This simple post describes what spark SQL is and how to use it. Basic operations concepts are not difficult to grasp.
What is SparkSQL?
- Spark’s interface to work with structured and semistructured data.
How to use SparkSQL?
- Use it inside a Spark application. In pySpark this translates to create a SQLContext based on SparkContext.

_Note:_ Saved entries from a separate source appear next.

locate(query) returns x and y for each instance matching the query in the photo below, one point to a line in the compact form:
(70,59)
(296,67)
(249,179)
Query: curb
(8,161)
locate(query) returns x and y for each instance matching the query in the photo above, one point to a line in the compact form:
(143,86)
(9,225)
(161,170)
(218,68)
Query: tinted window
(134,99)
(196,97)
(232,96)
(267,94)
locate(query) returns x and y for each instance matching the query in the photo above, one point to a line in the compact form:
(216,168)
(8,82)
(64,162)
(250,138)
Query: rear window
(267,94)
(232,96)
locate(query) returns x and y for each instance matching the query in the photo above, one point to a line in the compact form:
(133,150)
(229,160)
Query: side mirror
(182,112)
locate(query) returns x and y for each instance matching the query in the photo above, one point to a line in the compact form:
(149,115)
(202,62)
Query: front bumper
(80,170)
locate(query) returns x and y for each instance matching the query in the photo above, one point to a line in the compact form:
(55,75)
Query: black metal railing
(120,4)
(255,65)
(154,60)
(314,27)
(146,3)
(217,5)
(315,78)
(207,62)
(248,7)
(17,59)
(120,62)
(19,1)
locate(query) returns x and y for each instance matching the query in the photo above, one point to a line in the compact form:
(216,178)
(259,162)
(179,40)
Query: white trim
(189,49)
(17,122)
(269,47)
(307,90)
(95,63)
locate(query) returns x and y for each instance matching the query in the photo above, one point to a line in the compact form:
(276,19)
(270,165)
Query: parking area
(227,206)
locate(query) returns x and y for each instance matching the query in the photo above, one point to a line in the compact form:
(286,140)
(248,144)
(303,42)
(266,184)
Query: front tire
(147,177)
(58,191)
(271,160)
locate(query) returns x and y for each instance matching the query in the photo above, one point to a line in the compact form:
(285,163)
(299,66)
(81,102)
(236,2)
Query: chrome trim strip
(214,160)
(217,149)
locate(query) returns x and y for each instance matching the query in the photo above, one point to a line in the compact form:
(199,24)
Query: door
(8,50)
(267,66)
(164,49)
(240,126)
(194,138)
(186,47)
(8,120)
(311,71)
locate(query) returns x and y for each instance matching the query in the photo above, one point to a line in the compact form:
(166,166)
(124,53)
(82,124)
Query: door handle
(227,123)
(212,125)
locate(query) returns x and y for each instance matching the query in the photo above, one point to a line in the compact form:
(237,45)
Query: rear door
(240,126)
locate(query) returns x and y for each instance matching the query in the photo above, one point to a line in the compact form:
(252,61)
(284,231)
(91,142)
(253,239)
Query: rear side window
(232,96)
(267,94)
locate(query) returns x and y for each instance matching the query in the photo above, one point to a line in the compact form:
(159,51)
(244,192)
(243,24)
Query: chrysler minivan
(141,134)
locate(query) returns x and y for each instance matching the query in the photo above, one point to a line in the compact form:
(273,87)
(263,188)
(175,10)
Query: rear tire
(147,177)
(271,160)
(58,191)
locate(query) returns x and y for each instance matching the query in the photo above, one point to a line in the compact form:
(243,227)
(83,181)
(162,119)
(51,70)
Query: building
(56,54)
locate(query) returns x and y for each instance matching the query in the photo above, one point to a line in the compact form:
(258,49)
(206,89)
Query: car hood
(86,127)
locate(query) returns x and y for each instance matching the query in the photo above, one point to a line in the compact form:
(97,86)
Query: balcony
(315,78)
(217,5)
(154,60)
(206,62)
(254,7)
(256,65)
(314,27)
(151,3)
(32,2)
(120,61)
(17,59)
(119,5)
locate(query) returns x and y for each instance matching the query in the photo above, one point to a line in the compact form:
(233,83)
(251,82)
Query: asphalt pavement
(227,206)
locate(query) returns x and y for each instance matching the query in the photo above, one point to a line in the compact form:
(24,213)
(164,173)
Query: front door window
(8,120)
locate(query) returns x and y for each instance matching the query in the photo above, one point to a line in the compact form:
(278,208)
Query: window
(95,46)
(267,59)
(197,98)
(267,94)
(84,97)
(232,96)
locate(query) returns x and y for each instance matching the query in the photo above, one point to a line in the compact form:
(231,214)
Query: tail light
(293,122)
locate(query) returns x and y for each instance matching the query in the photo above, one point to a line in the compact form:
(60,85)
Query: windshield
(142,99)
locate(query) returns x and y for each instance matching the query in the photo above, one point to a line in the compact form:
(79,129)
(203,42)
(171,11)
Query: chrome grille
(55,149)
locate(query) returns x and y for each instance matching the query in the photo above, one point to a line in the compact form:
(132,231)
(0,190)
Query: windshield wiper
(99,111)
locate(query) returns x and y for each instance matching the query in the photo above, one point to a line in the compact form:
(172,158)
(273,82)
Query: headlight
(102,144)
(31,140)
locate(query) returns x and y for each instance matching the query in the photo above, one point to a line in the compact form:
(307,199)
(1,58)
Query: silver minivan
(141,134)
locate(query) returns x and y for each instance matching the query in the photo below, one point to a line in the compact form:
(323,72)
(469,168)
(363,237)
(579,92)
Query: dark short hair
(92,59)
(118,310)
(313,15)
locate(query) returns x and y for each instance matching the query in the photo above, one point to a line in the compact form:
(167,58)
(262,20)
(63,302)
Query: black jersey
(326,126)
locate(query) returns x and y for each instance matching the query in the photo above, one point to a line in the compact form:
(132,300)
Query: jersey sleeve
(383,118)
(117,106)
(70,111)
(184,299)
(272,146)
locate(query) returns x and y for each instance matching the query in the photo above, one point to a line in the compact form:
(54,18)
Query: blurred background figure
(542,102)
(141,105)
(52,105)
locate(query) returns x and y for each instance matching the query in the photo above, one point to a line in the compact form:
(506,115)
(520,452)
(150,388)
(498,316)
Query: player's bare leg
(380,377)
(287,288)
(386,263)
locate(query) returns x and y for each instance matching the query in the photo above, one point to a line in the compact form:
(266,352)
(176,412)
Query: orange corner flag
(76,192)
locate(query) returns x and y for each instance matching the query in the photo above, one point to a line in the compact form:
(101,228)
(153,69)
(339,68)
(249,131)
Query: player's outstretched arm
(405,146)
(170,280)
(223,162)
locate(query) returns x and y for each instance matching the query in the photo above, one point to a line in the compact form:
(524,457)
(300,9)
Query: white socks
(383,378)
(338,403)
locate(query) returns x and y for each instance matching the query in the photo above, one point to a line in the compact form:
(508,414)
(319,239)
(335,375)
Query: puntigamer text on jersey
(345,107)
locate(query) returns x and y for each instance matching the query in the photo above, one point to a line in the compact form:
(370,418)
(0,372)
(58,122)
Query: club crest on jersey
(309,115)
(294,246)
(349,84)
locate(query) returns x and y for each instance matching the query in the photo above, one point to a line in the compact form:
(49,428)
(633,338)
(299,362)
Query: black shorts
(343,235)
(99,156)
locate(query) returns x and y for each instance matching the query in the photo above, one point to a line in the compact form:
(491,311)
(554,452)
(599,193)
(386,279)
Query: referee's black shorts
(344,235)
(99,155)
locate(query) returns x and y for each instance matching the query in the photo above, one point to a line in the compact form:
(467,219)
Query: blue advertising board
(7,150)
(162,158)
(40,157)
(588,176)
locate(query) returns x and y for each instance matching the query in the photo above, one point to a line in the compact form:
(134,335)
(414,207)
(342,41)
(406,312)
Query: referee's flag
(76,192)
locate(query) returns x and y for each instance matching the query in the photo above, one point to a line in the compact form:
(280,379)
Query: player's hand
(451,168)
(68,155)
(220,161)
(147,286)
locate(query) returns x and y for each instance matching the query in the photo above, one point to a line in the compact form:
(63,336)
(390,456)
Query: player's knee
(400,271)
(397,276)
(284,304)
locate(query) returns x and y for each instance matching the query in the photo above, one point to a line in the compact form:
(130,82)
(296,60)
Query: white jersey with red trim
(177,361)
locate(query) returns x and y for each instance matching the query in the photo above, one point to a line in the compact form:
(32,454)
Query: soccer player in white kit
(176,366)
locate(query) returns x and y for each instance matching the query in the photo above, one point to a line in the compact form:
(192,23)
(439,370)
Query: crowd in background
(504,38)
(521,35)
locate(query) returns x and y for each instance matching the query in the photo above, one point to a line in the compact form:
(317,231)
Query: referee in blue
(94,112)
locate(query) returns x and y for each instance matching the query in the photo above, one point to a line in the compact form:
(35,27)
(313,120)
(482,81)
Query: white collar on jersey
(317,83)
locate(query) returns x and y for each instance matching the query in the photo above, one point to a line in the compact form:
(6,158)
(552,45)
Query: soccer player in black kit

Code is :
sqlContext = SQLContext(sc)
This is initialization.
What are the objects in Spark SQL?
- DataFrame (previously SchemaRDD)
What is the difference between a DataFrame and a regular RDD?
- DataFrame is also a RDD. Thus, can use map and reduce methods.
- Elements in DataFrame are Rows.
- A row is simply a fixed length of array, wrapped by some more methods.
- A row represent a record.
- A row knows its schema.
- DataFrame has information of the schema — the structure of the data fields.
- A DataFrame provides new methods to run SQL queries on it.
How to run query on SparkSQL?
- First initialize sql context.
- Then create DataFrame.
- Then register the DataFrame as a temporary table. Code in Python:
input = sqlcontext.jsonFile(inputFile) input.registerTempTable("tweets") toptweets = sqlcontext.sql("""SELECT text, retweetCount FROM tweets ORDER BY retweetCount LIMIT 10""")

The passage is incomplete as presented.